Imagine yourself, a young man on a date with your girlfriend. It’s a warm summer evening, the sun is setting, and she’s never looked more beautiful. After dinner, you go dancing, and then walk alone through the park. Nervously, you reach into your pocket to take out a ring box and a piece of paper. Ever smooth, you suddenly get down on one knee and bein to tell her how much you love her, and how much she means to you. When it’s finally time to pop the question, you bring out the ring and unfold the paper.
“Will you marry me? Also, will you sign this contract for our love? We’ll hash out the details later, and if things are going well in two years, we can re-up together.”
Romantic right? This scene might soon become a reality as Mexico City is contemplating offering a two-year marriage license to its citizens. As an attempt to hedge the growing number of divorces, the new marriage contracts would allow couples to split legally after two years if they decide that the relationship isn’t working out – no messy divorce process needed. The contract also acts like a kind of pre-nup, clearly laying out all custody rights and property divisions beforehand. Essentially, they are providing an opt-out clause for marriages, with either party having the ability to renege on the contract as long as the two years are up.
What stands out about this proposed legislation, is that it reminds me more of a sports contract, rather than an informed decision that otherwise basically dictates a major part of your life. In baseball at least, a two year contract is nothing to be thrilled about. It’s usually reserved for an aging player or someone you are not willing to make a commitment to; either trading them part way through the season for prospects or simply cutting them if things ‘aren’t working out’. I feel like this kind of marriage contract would work the same way – you get cut or traded then its right back to free agency.

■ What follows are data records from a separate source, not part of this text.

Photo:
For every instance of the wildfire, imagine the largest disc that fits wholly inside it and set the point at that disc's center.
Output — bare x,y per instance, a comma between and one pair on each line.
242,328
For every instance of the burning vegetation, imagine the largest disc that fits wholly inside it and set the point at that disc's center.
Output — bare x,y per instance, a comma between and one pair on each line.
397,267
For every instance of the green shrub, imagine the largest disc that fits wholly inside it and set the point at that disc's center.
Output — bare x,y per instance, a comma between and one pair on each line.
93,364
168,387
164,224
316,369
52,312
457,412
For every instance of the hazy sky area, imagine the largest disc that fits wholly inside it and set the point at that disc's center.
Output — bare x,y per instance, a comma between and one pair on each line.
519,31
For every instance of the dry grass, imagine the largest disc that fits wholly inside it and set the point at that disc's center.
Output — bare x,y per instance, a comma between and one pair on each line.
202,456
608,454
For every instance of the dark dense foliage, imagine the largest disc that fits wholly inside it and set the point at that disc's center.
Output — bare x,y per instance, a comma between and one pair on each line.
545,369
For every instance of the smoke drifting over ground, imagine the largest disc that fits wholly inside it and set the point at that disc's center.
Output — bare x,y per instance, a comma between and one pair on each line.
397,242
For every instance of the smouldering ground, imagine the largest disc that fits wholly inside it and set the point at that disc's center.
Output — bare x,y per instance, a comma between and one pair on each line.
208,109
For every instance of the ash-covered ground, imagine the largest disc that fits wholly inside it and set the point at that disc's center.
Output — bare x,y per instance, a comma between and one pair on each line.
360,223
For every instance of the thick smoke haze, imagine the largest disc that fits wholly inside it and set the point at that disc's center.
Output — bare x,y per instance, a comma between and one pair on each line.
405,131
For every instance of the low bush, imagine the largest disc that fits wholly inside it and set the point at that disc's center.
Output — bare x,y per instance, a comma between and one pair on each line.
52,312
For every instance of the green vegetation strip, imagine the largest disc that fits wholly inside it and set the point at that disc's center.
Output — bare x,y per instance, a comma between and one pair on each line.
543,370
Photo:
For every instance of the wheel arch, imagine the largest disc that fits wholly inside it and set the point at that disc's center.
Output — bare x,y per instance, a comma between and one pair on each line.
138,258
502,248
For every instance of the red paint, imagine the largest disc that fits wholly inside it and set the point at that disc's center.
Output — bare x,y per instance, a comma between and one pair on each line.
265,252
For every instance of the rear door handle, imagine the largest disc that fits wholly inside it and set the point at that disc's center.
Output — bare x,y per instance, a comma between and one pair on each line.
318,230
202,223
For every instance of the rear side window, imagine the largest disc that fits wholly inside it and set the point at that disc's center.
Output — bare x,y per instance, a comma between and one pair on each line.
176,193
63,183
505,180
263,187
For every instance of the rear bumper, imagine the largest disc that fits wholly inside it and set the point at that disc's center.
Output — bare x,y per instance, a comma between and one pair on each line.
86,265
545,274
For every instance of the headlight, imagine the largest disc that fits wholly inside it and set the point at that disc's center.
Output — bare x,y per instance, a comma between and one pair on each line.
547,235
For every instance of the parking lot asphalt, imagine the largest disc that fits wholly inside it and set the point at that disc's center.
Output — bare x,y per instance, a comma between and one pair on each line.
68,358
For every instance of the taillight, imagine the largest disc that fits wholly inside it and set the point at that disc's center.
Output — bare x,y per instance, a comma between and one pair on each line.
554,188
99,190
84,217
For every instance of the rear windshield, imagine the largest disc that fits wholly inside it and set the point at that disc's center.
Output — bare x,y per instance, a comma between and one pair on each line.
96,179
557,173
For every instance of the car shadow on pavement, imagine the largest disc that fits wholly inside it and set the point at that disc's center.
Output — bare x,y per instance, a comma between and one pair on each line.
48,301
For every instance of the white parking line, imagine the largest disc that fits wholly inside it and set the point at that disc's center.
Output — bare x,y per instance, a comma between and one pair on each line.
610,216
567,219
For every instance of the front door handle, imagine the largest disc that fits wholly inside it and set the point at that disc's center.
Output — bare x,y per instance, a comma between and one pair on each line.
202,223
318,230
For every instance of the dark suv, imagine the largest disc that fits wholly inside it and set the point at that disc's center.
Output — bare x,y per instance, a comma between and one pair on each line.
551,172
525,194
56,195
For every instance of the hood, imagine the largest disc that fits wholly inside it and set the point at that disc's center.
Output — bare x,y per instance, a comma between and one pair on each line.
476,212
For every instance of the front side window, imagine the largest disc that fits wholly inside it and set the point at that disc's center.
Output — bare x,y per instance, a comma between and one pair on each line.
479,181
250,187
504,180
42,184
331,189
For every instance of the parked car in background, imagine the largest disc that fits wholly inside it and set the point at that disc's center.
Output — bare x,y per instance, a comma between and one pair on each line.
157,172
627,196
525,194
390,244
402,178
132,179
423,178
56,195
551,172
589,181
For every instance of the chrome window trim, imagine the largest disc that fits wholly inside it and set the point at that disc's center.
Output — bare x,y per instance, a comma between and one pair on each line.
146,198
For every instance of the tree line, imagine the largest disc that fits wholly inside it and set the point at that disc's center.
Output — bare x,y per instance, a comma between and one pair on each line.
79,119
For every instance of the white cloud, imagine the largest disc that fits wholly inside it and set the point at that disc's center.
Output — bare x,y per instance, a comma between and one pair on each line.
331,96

Conservative policy makers in Mexico City are vehemently opposed to the law, citing the tired and oft used ‘sanctity of marriage’ argument. I don’t consider myself a part of this camp – but I do believe that if you are going to commit to marriage, you should commit to it all the way. If things don’t work out – no one said it would be easy – that’s life. We make the best of things and move on. Committing to marriage when you know that you can renegotiate your terms in two years seems like you are just setting yourself up for failure.
It remains to be seen what the long terms of this law could be – if passed. I do give them credit for trying to correct what is basically a market inefficiency (the whole law seems incredibly American if you ask me), but allowing couples to flirt with free agency once the contract is up may be fine for baseball, but probably isn’t the best for the average person.